The number of broadband users worldwide has risen from 100,000 in 1996 to 98.8 million at the end of 2003, and this trend is set to continue. In a report entitled Broadband Worldwide 2004, market researchers at the New York-based company eMarketer Inc. predict that about 246 million private and commercial customers will be using broadband access by 2007. The U.S. and Japan are the largest broadband markets today, with 27.6 million and 12.1 million customers respectively (Status: August 2003). DSL is the global leader: By the end of 2004 the number of DSL users is expected to rise to 86.5 million, increasing to 156.7 million by 2007. Second place is occupied by the cable modem, which has many users in the U.S., Canada, Belgium and the Netherlands; though only in the U.S. do modem users outnumber DSL customers. In Japan there were already 1.14 million high-speed fiber-to-the-home connections in March 2004—double the number for 2003.
Increasingly, complex data services can also be used on the move. Although Third Generation (3G) networks are establishing themselves more slowly than expected, technologies such as General Packet Radio Service (GPRS) are on the increase. Forrester Research expects that GPRS will be standard for cell phones in Europe as early as 2005 and will be used by about 72 % of cell phone owners. By 2008, 60 % of all cell phone users are expected to be using mobile Internet services regularly. "From a technical viewpoint, the future looks rosy. But the operators have to ask themselves which services work best via cell phone," says Michelle de Lussanet, a Senior Analyst at Forrester in Amsterdam. "Consumer behavior is not changing as fast as the range of possible applications." She expects that by 2008 about 28 % of all mobile devices will correspond to the 3G standard and smooth the way for services such as video via cell phone.
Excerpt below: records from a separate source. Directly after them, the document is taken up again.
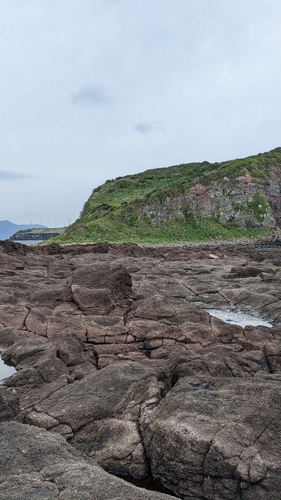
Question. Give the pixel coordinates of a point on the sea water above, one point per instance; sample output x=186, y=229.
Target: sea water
x=239, y=317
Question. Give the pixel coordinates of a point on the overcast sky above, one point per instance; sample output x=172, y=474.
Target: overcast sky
x=95, y=89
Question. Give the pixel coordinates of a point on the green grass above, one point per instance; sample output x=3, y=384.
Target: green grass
x=112, y=212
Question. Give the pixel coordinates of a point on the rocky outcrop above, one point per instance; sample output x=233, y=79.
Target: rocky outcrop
x=245, y=202
x=117, y=354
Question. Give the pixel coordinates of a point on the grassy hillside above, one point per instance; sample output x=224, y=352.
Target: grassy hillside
x=111, y=212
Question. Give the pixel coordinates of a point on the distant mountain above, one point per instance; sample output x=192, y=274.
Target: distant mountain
x=188, y=202
x=8, y=228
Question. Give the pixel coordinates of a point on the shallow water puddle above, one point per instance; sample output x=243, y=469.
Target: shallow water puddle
x=240, y=318
x=5, y=371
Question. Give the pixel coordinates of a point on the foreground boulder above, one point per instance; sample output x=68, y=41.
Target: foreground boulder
x=117, y=352
x=214, y=438
x=45, y=467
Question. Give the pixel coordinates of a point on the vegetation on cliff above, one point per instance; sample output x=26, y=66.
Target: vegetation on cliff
x=117, y=210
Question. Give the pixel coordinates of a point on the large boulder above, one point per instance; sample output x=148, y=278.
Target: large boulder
x=39, y=465
x=213, y=438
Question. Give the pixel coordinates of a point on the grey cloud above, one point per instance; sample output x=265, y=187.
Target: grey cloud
x=91, y=95
x=12, y=176
x=146, y=127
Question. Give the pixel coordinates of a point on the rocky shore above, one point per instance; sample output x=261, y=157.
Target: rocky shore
x=122, y=373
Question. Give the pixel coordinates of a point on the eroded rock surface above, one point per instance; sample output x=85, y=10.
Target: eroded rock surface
x=116, y=353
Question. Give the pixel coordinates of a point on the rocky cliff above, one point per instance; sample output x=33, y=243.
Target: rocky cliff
x=122, y=371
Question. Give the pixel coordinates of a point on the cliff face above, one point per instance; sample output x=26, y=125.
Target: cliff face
x=187, y=202
x=245, y=203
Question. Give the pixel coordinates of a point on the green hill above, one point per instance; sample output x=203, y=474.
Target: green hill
x=186, y=202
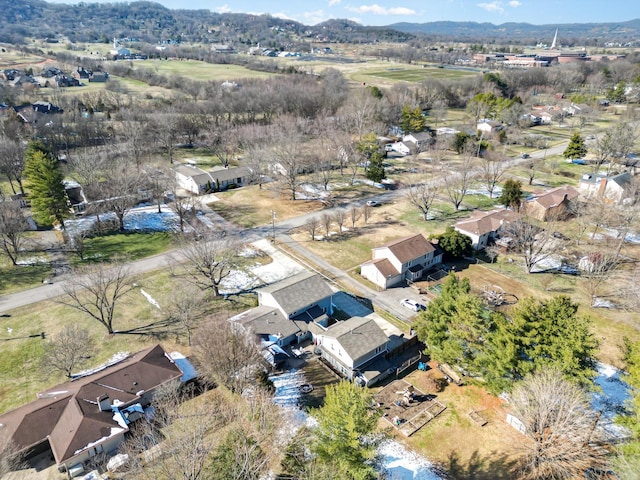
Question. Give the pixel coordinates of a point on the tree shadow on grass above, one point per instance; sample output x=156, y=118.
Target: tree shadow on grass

Companies are also seeing an increasing number of advantages in the always-on society. For example, production data can now be evaluated in real time, and that makes it possible to reduce stock inventories and track orders more effectively. Data exchange also enables applications including remote maintenance of plants and machines. Ethernet, the IT standard for offices, is gaining in importance as a transmission medium. And the Industrial Ethernet variant, which has been modified to meet the needs of industrial companies, is being increasingly used in production instead of proprietary solutions. Among other things, this makes it easier to transmit data between production sites and administrative offices.
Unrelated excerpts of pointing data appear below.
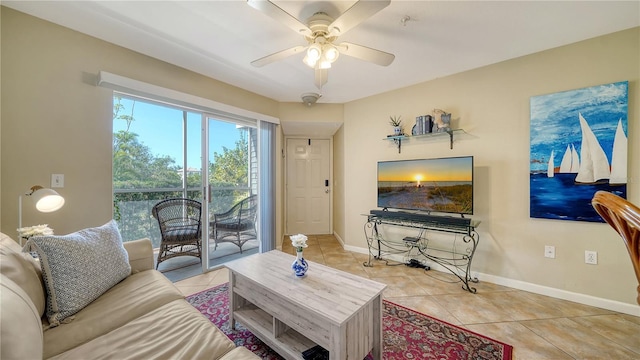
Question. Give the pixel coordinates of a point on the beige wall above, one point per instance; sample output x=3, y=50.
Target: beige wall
x=55, y=120
x=492, y=105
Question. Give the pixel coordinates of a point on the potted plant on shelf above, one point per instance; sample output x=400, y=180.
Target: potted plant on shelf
x=396, y=122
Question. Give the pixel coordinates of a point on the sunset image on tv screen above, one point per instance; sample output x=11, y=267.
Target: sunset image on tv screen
x=440, y=185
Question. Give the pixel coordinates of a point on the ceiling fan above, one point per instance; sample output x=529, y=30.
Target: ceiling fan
x=321, y=31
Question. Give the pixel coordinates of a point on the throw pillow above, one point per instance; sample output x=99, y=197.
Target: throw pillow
x=79, y=267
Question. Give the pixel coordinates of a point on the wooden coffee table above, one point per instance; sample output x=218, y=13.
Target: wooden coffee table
x=339, y=311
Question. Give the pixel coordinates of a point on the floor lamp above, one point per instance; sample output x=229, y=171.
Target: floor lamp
x=45, y=200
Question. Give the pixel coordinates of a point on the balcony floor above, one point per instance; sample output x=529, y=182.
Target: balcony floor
x=183, y=267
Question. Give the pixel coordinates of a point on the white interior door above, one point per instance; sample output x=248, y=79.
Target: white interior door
x=308, y=186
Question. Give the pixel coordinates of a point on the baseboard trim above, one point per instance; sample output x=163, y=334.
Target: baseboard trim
x=618, y=306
Most Ethernet versions support the TCP/IP Internet protocol, so production plants can also be accessed via the Internet. "In a factory that’s networked using Ethernet, nearly every worker can observe all the machines operating in a production line," explains Harry Forbes, an analyst at the ARC Advisory Group, which is based in Massachusetts. Although reality still hasn’t quite caught up with this scenario, ARC predicts that by 2007 about 6.06 million Industrial Ethernet nodes will be in use, compared to only 287,000 in 2002. Siemens alone has installed about 550,000 Industrial Ethernet nodes in its automation systems, says Günter Baumann, Marketing Services Manager in the Automation and Drives Group at Siemens.
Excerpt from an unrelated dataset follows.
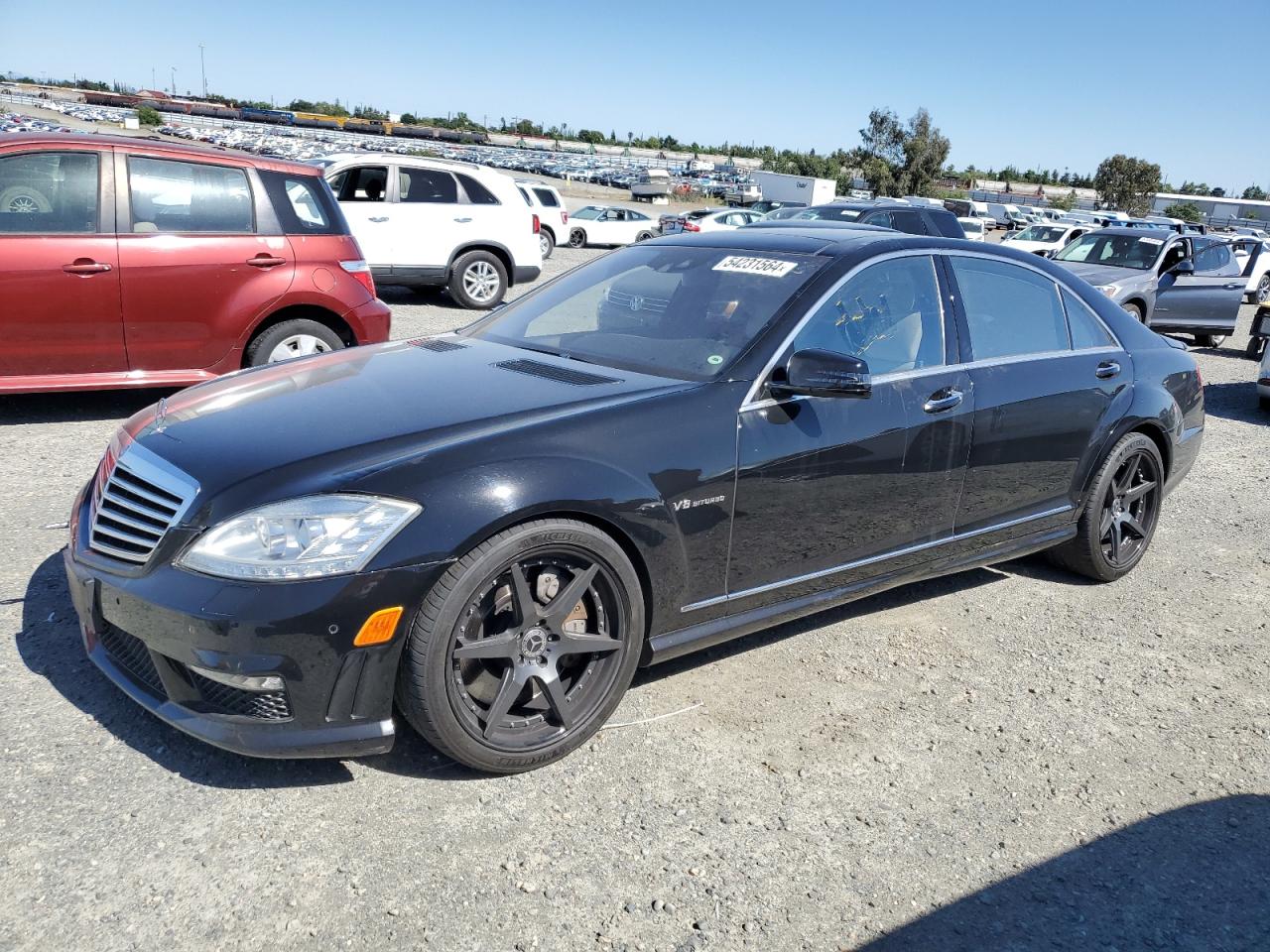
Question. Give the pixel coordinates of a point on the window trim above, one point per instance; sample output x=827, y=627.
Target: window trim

But Ethernet still isn’t adequate for time-critical tasks. One example is motion control applications, where integration of a machine’s different drives is controlled with software (see ? WLAN and Ethernet). Here, the drives must exchange data rapidly and at precisely defined time intervals. For this task, industrial Ethernet must display "deterministic behavior." But Ethernet-based reaction times are still 20 to 50 times slower than motion control requires—and they’re not deterministic, says Baumann. In the future, additional protocols like Isochronous Real-time Ethernet (IRT) will make Industrial Ethernet real-time-capable. Siemens is planning to introduce the first IRT products in late 2004.